FINANCIAL GOING TOUGH FOR DOCS, HOSPITALS

Physicians aren’t getting much opportunity to celebrate this year’s Medicare reimbursement increase. At a March 17 Centers for Medicare & Medicaid Services “open door” forum, Administrator Tom Scully warned of future pay cuts.

The biggest factor, according to Scully: Physicians responded to last year’s negative 5.4 percent update by “jacking up the volume of services” to the tune of a “stunning” eight percent volume growth. At a March 20 congressional hearing, the CMS chief said the volume increase sent Medicare physician spending up seven percent, higher than it would have been had physicians received the pay increase that would have occurred absent mistaken estimates in the 1990s by CMS.

The pay formula sets a spending growth target that feeds back into the formula by reducing future reimbursements, setting up a “vicious cycle” if physicians respond by increasing services further, Scully explained.

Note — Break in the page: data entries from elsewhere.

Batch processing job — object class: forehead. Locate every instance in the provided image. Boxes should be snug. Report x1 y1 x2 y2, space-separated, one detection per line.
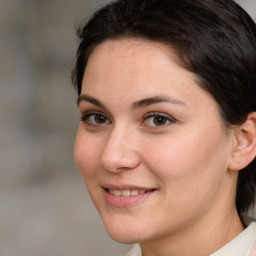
81 39 219 113
82 39 193 92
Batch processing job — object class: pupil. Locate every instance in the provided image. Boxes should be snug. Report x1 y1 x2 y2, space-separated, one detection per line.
95 115 106 123
154 116 166 126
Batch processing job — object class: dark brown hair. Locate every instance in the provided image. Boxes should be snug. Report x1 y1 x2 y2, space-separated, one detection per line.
72 0 256 216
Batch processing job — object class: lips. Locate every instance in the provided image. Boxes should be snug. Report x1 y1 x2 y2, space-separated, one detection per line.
108 189 152 196
103 184 157 208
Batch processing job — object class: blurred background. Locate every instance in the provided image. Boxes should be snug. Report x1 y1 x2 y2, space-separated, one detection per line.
0 0 256 256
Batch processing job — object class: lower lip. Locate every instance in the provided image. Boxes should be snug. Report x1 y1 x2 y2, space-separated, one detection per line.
104 190 155 208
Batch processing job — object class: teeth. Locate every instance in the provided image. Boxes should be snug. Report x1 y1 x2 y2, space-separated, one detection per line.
109 189 146 196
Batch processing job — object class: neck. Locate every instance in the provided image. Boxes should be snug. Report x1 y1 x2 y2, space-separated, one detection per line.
141 209 244 256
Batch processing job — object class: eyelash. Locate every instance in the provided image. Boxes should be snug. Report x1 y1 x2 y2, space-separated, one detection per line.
143 112 176 128
80 111 111 126
80 111 176 128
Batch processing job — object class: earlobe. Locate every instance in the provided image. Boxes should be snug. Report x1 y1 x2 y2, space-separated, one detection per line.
228 112 256 171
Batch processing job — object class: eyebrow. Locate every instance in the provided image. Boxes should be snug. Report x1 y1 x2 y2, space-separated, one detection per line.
77 94 187 109
132 95 187 109
76 94 105 108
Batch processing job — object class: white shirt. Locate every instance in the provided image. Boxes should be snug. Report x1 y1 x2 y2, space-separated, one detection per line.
126 222 256 256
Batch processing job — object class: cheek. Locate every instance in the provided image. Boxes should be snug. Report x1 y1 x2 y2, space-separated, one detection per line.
147 131 225 189
74 129 101 179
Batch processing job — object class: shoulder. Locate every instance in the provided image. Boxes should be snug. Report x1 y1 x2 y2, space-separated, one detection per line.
211 222 256 256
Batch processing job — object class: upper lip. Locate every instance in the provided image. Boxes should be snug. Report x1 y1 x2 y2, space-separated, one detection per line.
102 184 157 191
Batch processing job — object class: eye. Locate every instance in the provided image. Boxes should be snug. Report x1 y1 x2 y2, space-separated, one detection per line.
143 113 175 127
81 112 110 125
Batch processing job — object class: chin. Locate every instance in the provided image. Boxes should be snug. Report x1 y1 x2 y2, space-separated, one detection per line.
103 216 145 244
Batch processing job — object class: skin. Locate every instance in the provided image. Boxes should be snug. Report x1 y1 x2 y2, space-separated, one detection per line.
75 39 244 256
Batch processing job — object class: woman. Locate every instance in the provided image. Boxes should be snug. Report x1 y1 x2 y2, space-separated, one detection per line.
73 0 256 256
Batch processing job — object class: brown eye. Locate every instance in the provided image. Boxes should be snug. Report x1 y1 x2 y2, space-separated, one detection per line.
144 113 175 127
92 114 107 124
81 113 110 125
153 116 168 126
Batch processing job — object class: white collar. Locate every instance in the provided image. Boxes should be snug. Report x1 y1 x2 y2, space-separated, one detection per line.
126 222 256 256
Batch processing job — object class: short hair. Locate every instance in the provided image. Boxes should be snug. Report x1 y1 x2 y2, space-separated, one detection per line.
72 0 256 217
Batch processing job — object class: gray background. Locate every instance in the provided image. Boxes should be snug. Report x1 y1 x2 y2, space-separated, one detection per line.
0 0 256 256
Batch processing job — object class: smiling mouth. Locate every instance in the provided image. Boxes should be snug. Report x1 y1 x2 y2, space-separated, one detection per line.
107 189 156 196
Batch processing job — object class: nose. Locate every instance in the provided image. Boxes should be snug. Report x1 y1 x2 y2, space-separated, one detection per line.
101 126 140 173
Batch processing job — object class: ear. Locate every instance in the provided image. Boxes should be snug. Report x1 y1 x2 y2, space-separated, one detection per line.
228 112 256 171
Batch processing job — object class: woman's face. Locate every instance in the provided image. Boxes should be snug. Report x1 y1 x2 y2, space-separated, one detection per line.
75 39 234 243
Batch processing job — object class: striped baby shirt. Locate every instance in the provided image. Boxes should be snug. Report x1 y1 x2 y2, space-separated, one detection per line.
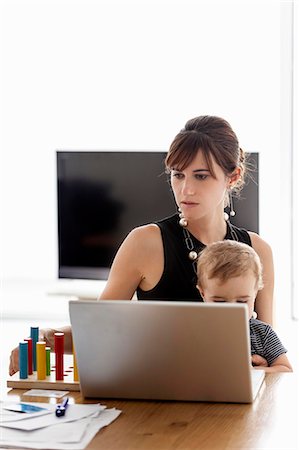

Hospitals didn’t get much reason to celebrate last week either. While they were happy that Medicare cuts were dropped from the House budget, that document still contains Medicaid cuts that could come from disproportionate share hospital payments. And House Ways and Means Committee chair Bill Thomas (R-CA) went before the Federation of American Hospitals to confirm his support for the frugal provider reimbursement adjustments recently recommended by the Medicare Payment Advisory Commission.

 

MedPAC would increase hospital inpatient rates by the so-called hospital marketbasket rate minus 0.4 percent percentage points and outpatient rates by 0.9 percentage points below marketbasket, adjustments that hospitals view as cuts.

MedPAC’s new policy of recorded votes may be paying off, as Thomas touted the fact that only two “no” votes cropped up in over 300 votes on 19 recommendations. “I feel pretty strongly about the MedPAC recommendations, and I have a comfort in the professional analysis in the presentation of the data,” Thomas said.